THE CHANGING FACE OF HEALTH CARE
Recent trends in health care, such as the shift to managed care, are increasingly transforming both the practice of medicine and the manner in which patients receive healthcare. Such a transformation presents challenges for health care professionals and patients alike, as they seek to adapt to the currently evolving health care system. The managed care approach, which is concerned with the economic aspects of health care, may make it difficult for physicians, nurses, and others to administer the standard of care they feel patients need, while patients consequently may receive a diminished level of care as a result of the economic constraints imposed by such an approach. Physicians may resent the intrusion of some managed care organizations into the very practice of medicine, which may result in the pressure to either overcharge or undertreat their patients. Patients, on the other hand, may be apt to suffer the consequences of receiving health care from a medical profession which functions increasingly more like a business enterprise than a healing art in which patients’ needs are of primary concern.
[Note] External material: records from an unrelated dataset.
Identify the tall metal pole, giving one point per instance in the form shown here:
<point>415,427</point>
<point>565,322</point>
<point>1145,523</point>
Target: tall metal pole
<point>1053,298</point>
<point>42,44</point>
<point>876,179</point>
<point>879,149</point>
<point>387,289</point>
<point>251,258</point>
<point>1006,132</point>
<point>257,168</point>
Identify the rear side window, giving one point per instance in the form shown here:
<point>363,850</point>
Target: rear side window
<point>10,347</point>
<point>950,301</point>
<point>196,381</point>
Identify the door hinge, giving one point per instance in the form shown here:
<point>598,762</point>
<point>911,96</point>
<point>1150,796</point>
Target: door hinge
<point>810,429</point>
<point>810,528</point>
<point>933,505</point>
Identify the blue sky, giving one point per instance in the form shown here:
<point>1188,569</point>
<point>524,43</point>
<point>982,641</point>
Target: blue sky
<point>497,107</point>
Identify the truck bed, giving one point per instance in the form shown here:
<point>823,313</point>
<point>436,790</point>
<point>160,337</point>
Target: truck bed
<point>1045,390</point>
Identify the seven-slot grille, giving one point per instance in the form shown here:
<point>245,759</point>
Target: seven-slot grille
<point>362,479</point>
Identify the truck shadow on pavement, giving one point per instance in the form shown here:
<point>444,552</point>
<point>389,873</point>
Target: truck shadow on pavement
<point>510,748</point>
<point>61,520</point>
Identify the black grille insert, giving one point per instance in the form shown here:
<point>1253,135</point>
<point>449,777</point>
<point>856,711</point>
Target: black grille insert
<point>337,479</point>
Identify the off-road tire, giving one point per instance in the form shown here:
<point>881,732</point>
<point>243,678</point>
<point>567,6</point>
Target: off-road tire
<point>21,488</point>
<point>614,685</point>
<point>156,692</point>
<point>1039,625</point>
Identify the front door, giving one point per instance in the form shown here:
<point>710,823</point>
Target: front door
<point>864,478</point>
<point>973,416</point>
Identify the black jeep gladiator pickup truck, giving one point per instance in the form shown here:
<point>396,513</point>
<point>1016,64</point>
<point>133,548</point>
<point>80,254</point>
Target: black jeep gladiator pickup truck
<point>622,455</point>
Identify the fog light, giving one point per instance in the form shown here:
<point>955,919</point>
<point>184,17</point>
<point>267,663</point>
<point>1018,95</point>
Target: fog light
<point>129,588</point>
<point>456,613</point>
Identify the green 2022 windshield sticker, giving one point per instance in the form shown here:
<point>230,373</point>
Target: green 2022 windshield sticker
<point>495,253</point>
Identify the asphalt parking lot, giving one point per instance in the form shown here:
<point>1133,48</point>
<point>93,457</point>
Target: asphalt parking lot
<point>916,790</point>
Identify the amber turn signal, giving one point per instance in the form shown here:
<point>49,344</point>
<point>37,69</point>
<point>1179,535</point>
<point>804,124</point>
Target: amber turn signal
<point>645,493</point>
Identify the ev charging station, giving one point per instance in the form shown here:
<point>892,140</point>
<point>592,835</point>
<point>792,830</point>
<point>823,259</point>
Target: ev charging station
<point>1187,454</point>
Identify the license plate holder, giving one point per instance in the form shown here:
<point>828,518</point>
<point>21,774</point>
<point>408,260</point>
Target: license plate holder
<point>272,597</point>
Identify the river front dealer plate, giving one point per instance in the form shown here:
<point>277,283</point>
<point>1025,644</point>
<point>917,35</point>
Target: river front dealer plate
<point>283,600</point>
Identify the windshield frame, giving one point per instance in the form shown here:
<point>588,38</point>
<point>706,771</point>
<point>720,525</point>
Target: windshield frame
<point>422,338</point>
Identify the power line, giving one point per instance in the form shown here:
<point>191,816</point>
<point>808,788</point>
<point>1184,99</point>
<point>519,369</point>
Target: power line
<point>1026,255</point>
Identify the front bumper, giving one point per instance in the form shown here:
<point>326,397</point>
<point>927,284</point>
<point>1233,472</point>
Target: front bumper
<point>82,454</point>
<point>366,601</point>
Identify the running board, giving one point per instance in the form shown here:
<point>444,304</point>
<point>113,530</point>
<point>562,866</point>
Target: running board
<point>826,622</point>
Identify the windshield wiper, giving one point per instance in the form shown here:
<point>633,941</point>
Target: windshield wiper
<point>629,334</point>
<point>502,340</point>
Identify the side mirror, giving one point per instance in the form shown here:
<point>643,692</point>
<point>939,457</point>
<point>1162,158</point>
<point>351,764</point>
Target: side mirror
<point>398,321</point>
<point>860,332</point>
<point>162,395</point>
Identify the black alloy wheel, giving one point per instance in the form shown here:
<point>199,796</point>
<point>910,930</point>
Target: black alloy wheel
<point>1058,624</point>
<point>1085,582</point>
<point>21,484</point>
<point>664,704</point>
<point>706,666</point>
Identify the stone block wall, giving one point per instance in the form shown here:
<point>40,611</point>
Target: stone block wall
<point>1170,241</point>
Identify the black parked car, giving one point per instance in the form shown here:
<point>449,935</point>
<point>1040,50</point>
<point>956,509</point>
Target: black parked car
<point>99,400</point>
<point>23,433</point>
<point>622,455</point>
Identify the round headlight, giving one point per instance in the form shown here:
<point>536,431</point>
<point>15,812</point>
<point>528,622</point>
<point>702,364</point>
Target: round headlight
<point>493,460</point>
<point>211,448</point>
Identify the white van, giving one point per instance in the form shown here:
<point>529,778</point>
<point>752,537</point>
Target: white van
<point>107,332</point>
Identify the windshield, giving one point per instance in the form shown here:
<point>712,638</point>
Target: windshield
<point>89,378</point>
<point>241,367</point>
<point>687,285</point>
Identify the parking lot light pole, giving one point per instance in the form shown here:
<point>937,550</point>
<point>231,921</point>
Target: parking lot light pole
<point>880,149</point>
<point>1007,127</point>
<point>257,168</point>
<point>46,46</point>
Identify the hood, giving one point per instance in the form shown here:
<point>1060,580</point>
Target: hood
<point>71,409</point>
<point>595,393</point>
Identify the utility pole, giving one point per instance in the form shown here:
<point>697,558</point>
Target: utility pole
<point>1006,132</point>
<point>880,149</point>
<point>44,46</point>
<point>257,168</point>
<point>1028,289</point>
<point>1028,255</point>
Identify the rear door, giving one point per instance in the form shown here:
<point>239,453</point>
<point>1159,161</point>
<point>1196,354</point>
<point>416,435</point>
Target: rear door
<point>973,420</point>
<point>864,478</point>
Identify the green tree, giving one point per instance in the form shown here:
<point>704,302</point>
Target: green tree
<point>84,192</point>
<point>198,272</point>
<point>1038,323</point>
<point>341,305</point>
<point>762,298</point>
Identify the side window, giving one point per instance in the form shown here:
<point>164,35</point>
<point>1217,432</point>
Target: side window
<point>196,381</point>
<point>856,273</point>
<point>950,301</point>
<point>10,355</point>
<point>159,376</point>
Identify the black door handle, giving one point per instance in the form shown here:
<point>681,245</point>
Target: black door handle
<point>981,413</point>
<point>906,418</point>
Despite the ethical problems associated with the managed care approach, this approach has many positive aspects, in that it can reduce overtreatment, encourage disease prevention, promote patient responsibility, and make health care available to those who previously would have been denied treatment. It is imperative that the managed care approach also be primarily concerned with the quality of health care administered to patients, instead of being overly focused on the cost of such care.
This summer’s conference, “The Changing Face of Health Care,” which will be held July 17-19 in Deerfield, Illinois (see page 4), will explore ways in which the healthcare system can provide all patients with the health care they need without overburdening those providing the care. As Center Board member David Schiedermayer notes: “While we do not expect to change the face of health care overnight, we look forward to gathering together to ask that the Lord lift up His countenance upon us and give us His peace so that with changed faces we can better work toward changing the face of health care in this country.”